Exploring opportunities in Africa
Last year, CIP scientists expanded their activities and began constructing remote sensing tools to study potato and sweet potato cropping areas in Africa.
Many farmers in Africa, as in Peru, grow their crops on small plots and marginal lands, oftentimes growing more than one crop at a time. This diversity complicates assessments of agricultural activities, and one goal of introducing drones is to provide decision makers with more precise information.
To illustrate the potential for remote sensing with drones, the team conducted a case study in Kumi District in Uganda.

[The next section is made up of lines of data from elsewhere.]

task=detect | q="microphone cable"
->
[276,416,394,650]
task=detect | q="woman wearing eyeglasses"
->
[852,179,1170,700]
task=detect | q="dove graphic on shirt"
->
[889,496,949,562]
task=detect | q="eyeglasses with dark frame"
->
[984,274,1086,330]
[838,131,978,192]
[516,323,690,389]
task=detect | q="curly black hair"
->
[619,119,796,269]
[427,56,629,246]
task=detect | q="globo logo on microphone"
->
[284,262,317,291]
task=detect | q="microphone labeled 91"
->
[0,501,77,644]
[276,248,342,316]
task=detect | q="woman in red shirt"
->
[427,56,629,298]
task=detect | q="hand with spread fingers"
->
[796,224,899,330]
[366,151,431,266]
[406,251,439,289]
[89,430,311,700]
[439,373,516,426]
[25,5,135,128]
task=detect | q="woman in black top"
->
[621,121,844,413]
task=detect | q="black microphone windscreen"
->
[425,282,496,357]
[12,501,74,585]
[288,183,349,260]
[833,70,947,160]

“By looking at satellite images of very high resolution, we discovered that the government’s statistics underestimated the area planted with sweet potato by around 50%,” explains Project Leader Roberto Quiroz from CIP. The misestimation is understandable because a lot of the plots are nearby roads or mixed in with other land uses.
However, high quality satellite images of landscapes may not always be available.

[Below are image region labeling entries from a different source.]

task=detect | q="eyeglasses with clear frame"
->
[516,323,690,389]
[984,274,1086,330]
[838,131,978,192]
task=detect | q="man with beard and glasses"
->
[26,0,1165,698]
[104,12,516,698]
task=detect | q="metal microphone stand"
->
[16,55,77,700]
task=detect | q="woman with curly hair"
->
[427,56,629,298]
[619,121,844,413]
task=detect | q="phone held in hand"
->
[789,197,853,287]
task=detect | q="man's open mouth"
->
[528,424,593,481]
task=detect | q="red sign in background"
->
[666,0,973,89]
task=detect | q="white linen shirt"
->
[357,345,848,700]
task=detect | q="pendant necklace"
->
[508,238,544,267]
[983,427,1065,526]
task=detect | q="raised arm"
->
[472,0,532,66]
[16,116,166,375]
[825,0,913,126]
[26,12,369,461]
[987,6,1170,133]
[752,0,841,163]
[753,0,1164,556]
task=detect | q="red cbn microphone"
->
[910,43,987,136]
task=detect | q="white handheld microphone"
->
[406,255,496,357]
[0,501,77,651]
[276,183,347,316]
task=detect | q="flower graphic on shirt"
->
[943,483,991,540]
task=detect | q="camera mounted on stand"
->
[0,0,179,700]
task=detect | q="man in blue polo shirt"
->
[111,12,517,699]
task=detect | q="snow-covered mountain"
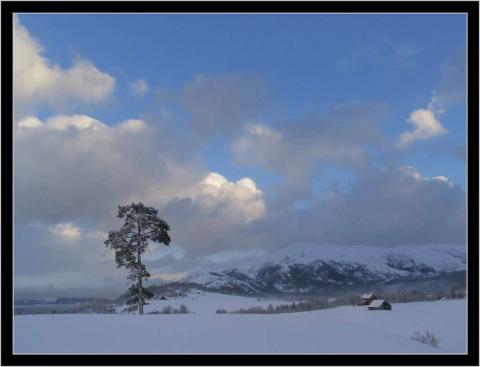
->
[176,243,466,294]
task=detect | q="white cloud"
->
[48,222,82,241]
[130,79,150,98]
[13,16,115,117]
[191,172,265,223]
[398,166,453,187]
[397,109,447,147]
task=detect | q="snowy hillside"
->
[178,243,466,294]
[14,300,466,353]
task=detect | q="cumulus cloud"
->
[239,167,466,252]
[398,109,447,147]
[48,222,82,241]
[130,79,150,98]
[193,172,265,223]
[13,16,115,117]
[397,50,466,147]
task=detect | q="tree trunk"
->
[137,249,143,315]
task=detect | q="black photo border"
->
[1,1,479,366]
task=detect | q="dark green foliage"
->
[105,203,170,314]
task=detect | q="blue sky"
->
[20,14,466,186]
[14,14,466,292]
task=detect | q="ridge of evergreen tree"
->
[104,202,170,315]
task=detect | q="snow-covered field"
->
[14,293,466,353]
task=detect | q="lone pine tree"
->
[105,203,170,315]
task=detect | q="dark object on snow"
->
[368,299,392,311]
[359,293,378,306]
[104,203,170,315]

“Then you ask yourself, why do you need drones if you can do the same thing with satellite images? Well, we tried making similar assessments of potato crops in Kabale District in Uganda and in Ethiopia. We could not get a single image throughout the growing season due to clouds – and that’s where drones make a difference,” argues Quiroz.
In addition, acquiring satellite imagery is much more costly than the use of drones.
The CIP team is working to create opportunities for stakeholders, such as government institutions, to use remote sensing as a monitoring tool that can help forecast yields and refine agricultural statistics. Already, CIP collaborates with ministries of agriculture and bureaus of statistics in Tanzania and Uganda, is negotiating with similar institutions in Rwanda, and has launched a community of practice that includes stakeholders from all sectors.
Quiroz describes, “For example, we are working with the University of Nairobi to potentially build consultancy teams that can provide remote sensing services in neighboring countries – while at the same time creating jobs for young professionals.”
Potential for use in developing countries everywhere
The drone team at CIP has been breaking new ground with its research on using drones for remote sensing, and researchers around the world seem interested in applying the technology.
Already, one PhD student from Panama is writing his thesis using this technology, and next year, the Institute of Agricultural Resources and Regional Planning of the Chinese Academy of Agricultural Sciences will send two students to CIP to explore the potential for using drones in agricultural research in China.